I heard breathing. Someone was breathing close to me. Someone who was not Ofodile, because Ofodile was on his bed. But of course it couldn't be. I grabbed the medicine from the table. My hands shook as I tried to open it. The bottle fell. Ofodile was now silent, watching me. I felt again the presence of breathing, of shadow. I was frozen, too afraid to stay and too afraid to leave. Ofodile began again to scream. I turned and ran out.

My mother took me out to the veranda and we sat there, looking out at the yard and saying nothing until my father came home.

"What kind of story is this?" he asked, exasperated, slightly amused. "You need to rest," he said to my mother. But he saw how shaken she was, and how dazed I looked.

"Daddy, something was in that room," I said.

For the slightest of moments, my father looked uncertain. His demeanour sobered. He got up to go and see. I followed him and stopped at the top of the stairs. Ofodile was still screaming, his pauses between screams were longer, but he had not stopped in more than an hour.

My father opened the door. He peered in first, and then stepped in. "I don't…" he began, perhaps to say he did not see why we were so frightened. But his voice cut off and he said, "Oh God! Oh!" and ran back out of the room, scratching at his body as my mother had done.

Josephine served our boiled yam and greens dinner out on the veranda. My father barely ate. He looked like a person dumped blindfolded into a foreign market. My mother did not eat, could not eat; she sat there shivering, even though the weather was warm. She said she was going to sleep at Aunty Betty's. She could not be in that house until something was done.

"What about your son?" my father asked.

My mother ignored him.

"Can I come to Aunty Betty's with you?" I asked my mother.

"We're staying here," my father said. "We'll just stay out of the room and tomorrow I will call in people to look at it."

I said, "Ofodile is hungry."

My parents looked at me.

"He has not stopped crying since. He usually sleeps by now."

"He didn't take the medicine," my mother said.

"What?" my father asked, looking even more bewildered.

"I was going to give him his vitamins when that thing happened," I told my father.

"Why does it matter whether or not he took vitamins, for goodness sake?" my father said.

"They are not vitamins. They are sleeping pills," my mother said.

My father took a deep breath. "You give him sleeping pills?"

"Yes, I give him sleeping pills. Every day I give him sleeping pills," my mother said. She stood up, defiant and defeated. "If you want, you can say you did not know."

I felt, in that dusk-deep moment, separated from both of them. A single floating stalk. The sister of a boy who could not talk, who slept for hours and screamed for hours. I got up and ran upstairs.

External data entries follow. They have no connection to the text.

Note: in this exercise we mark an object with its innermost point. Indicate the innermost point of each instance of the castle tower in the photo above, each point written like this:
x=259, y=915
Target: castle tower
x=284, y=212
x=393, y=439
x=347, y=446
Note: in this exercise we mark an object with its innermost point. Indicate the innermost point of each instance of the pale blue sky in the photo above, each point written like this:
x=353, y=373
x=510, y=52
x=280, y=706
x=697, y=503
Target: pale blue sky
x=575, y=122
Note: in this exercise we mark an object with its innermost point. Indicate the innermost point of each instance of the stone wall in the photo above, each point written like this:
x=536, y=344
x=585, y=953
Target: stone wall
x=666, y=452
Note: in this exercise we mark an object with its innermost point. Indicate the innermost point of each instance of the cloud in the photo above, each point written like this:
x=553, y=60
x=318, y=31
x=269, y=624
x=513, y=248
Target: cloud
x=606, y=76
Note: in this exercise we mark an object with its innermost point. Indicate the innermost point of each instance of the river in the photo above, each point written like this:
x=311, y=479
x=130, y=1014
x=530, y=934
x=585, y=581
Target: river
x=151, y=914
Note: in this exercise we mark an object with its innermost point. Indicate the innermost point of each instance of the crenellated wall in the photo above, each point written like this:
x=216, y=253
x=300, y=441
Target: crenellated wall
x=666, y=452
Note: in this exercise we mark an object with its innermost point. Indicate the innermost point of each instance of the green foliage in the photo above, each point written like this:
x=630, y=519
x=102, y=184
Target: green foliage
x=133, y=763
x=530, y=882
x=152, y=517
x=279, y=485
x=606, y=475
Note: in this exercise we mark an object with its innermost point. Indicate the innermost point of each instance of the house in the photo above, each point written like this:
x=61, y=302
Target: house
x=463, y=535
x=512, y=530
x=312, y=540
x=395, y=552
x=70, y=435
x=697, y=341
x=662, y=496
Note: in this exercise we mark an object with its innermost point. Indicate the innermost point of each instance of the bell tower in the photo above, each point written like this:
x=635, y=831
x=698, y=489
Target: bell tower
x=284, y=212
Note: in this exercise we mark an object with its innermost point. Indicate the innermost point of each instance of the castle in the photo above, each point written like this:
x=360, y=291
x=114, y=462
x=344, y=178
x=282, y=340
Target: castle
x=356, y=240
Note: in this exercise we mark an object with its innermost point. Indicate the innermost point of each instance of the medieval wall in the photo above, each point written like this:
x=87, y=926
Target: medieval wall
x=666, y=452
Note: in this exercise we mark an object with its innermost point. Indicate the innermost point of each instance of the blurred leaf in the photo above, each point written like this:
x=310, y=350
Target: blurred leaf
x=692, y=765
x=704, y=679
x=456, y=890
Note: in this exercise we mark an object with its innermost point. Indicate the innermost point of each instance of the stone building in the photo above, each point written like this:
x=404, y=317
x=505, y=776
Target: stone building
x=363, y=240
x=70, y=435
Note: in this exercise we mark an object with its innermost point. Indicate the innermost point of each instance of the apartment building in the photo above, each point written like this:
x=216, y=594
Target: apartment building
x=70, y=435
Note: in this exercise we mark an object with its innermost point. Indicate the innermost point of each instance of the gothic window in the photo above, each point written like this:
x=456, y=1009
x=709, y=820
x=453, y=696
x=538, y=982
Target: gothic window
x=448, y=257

"Where are you going?" my mother called.

"Chinelo!" my father said.

But they did not come after me. I went into Ofodile's room. I sensed, again, that presence. But it was different now, perhaps because I was different now or perhaps it really was different, benign, slightly scented of tangerines. I pulled my brother up from the bed where he lay on his back. He was heavier than I imagined. I tried to carry him. He had stopped crying. He was warm; his hands were warm. I wiped at his eyes with my palm. He looked like me. His mouth was slack but he looked like me, the sparse eyebrows, the nose that flared. I tried again to carry him. I picked him up and stumbled out of the room with him. At the stairs, I put him down and held his hand as we descended. His gait was shaky. Twice his legs buckled.

My parents stood side by side staring at my brother and me.

"I'll feed him," I said. "In the dining room."